Bir kadını kıyafetlerinden ayırmak zor olsa gerek...
Yüce: Kadınlarla uğraşmak zor, hele ki kıyafetlerinden ayırmak daha da zor. İlk başta çok tedirgin oluyorlar ama nedeni detaylı bir şekilde anlattığım zaman teslim oluyorlar. Zaten ben her şeyi atma taraftarı olan biri değilim. Müşterilerimi, "Bunu atmayalım, saklayalım" diye durdurduğum çok oluyor. Detoksta insafsız davranmıyorum ama bazen ayırdığım şeylerin arasından birkaç parçayı alıp, benden hemen sonra dolaba geri koyanlar da olmuyor değil (gülüyor).
'Trendleri takip ederek stil sahibi olunmaz'
Peki, sizce doğru düzenlenmiş gardırop nasıl olmalı? Doğru gardırobun püf noktaları neler?
Yüce: Rahat kombin yapabilmeniz açısından gardırobunuzun karşısına geçtiğinizde nerede neyinizin olduğunu görebilmelisiniz, yoksa hakimiyetinizi kaybedersiniz. Açıktan koyuya göre renk sıralaması yapmak çok önemli, sadece bu küçük hileyle bile gardırobunuzdaki karmaşık görüntüden kurtulmuş olursunuz. Gardırop düzenlemenin en önemli püf noktası, hepsi aynı yöne bakan, tek tip askı kullanmak. İkinci sırada ise kıyafetleri gruplandırıp, boy sırasına ve renk sırasına göre dizmek geliyor.
Türk kadınının moda anlayışı sizce nasıl?

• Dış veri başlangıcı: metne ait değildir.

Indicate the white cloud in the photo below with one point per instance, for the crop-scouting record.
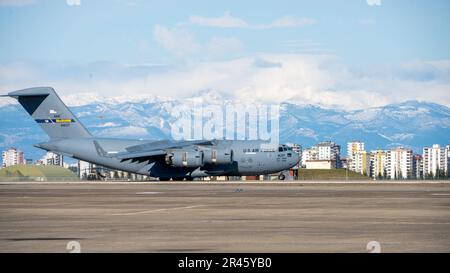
(177, 40)
(16, 2)
(73, 2)
(225, 21)
(374, 2)
(229, 21)
(181, 43)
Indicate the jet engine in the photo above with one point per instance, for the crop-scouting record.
(185, 158)
(221, 156)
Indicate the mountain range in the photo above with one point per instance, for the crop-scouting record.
(412, 124)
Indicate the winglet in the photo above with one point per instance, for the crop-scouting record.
(100, 151)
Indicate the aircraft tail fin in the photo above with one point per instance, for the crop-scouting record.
(47, 109)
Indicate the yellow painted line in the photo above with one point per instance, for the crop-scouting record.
(155, 210)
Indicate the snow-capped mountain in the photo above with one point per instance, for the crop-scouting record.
(412, 124)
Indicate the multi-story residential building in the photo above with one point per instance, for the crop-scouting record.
(52, 159)
(360, 162)
(11, 157)
(435, 161)
(417, 166)
(399, 163)
(329, 150)
(309, 154)
(323, 151)
(378, 162)
(354, 147)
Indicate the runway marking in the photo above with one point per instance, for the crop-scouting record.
(156, 210)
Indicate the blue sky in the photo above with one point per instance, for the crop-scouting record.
(377, 50)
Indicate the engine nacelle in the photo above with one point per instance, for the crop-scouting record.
(218, 156)
(185, 158)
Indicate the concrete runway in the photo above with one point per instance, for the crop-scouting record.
(257, 217)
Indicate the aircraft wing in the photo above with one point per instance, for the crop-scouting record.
(167, 144)
(156, 148)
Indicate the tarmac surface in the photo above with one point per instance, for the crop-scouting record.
(219, 217)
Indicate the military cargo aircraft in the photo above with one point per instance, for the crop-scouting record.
(163, 159)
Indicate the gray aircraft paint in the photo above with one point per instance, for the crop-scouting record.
(69, 137)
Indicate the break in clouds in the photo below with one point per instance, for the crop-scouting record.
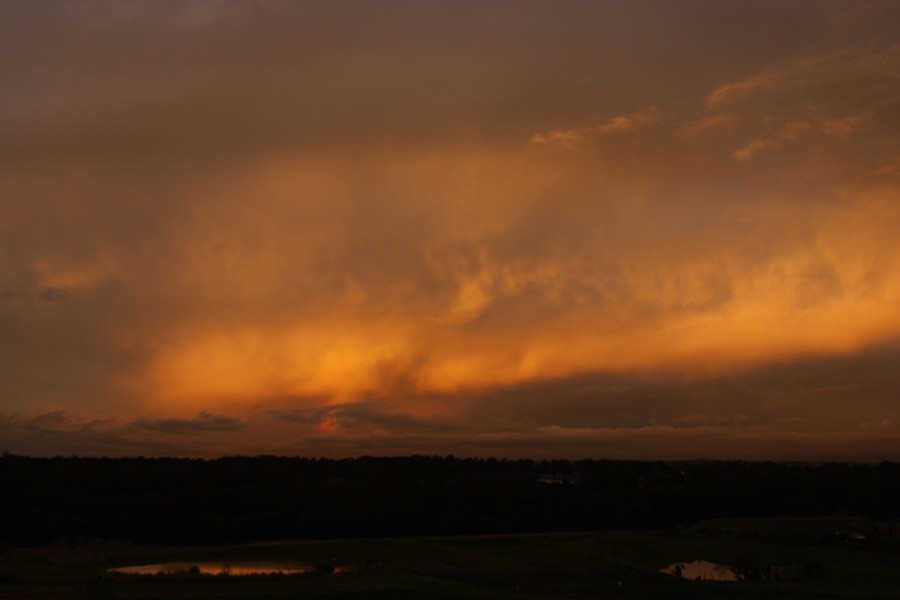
(611, 229)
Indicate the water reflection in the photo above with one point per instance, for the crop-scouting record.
(236, 567)
(701, 569)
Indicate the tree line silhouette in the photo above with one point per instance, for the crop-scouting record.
(239, 499)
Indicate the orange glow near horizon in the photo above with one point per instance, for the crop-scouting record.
(568, 233)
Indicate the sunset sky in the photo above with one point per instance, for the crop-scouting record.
(622, 229)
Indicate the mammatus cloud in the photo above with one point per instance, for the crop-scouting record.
(574, 138)
(351, 238)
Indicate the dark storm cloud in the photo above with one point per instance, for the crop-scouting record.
(202, 422)
(473, 224)
(363, 416)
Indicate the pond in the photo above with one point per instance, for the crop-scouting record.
(221, 567)
(701, 569)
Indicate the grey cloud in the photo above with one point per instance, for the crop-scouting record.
(203, 422)
(363, 416)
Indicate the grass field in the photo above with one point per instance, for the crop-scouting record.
(571, 565)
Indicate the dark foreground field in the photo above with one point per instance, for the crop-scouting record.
(854, 558)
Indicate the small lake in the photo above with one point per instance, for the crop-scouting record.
(701, 569)
(221, 567)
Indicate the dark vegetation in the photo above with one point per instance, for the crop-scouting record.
(239, 499)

Yüce: Türk kadını trendleri takip etmeyi sevmesine rağmen mağaza satış elemanlarının etkisinden kurtulamıyor maalesef. Kendilerine uygun olup olmadığına bakmadan moda dergilerinde gördükleri modelleri uygulamaya çalışıyorlar. Yeni neslin tarzını çok beğeniyorum. Özellikle sokak modasını çok güzel uyguluyorlar.
Hem işinize hem oğlunuza zaman ayırmak zor olmuyor mu?
Yüce: Zor olmaz mı, hem de nasıl zor oluyor anlatamam. Son zamanlarda iş tempomdan ve seyahatlerimden dolayı birbirimizi pek göremiyoruz. Bunun için de gerçekten büyük vicdan azabı çekiyorum. Benim oğlum çok anlayışlı bir çocuktur. Bir büyük gibi karşıma alıp o gün çok yoğun olacağımı, eve yatma saatinden sonra gelebileceğimi anlatıyorum. Bunu bildiği zaman çok olgunlukla karşılıyor ama bilgisi dışında gecikiyorsam o zaman küsüyor. Gün içinde bol bol telefonla konuşuyoruz. Eve geldiğimde ise kapıda kucağıma atlamasını hiçbir şeye değişmem. Her gece önce kendi yatağında uyuturum ama sabaha karşı yanıma gelir. Yanıma gelirken ayak seslerini dinlediğim çok oluyor. En sevdiğim şey Can'a sarılıp uyumak. Allah isteyen herkese bu duyguyu nasip etsin. Can benim her şeyim.
Nasıl bir annesiniz, oğlunuz ile beraber yapmaktan en çok hoşlandığınız aktivite nedir?
Yüce: Çok disiplinli bir anneyim aslında. Çocukların kesinlikle sınırları olması gerektiğini düşünenlerdenim. Can çok hareketli bir çocuk. Onun için olabildiğince enerjisini atmasına yardımcı olacak aktiviteler yapıyoruz. Bu ara futbola çok merak sardı, hep birlikte bahçede futbol oynuyoruz.
'Trendleri takip ederek stil sahibi olunmaz'
Aynı zamanda çok düzgün bir fiziğe sahipsiniz. Bakım sırlarınız var mı?
Yüce: Herkeste olduğu kadar bende de kusurlar var. Sadece bunları kamufle etmeyi iyi biliyorum. Uzunca yıllar spor salonunda özel hoca eşliğinde ağırlık çalışması yaptım. Taylan Hoca ile tanıştığımdan itibaren spor salonuna gitmiyorum. Fiziğimi hem kendisine hem de genlerime borçluyum. Düzenli olarak cilt bakımı yaptırıyorum ve oldukça sık saç bakımına gidiyorum. Makyaj yapmayı çok fazla sevmiyorum. Problemli bir cildim var, en çok cildime zaman ayırmak zorunda kalıyorum.
Gelecek için yeni işbirlikleriniz veya projeleriniz var mı?
Yüce: Evet, şu an üzerinde konuştuğumuz yeni bir işbirliği var. Çok güzel bir proje ve oldukça ses getirecek. Özellikle yurtdışında moda haftasında çok konuşulacak bir işbirliği olacak.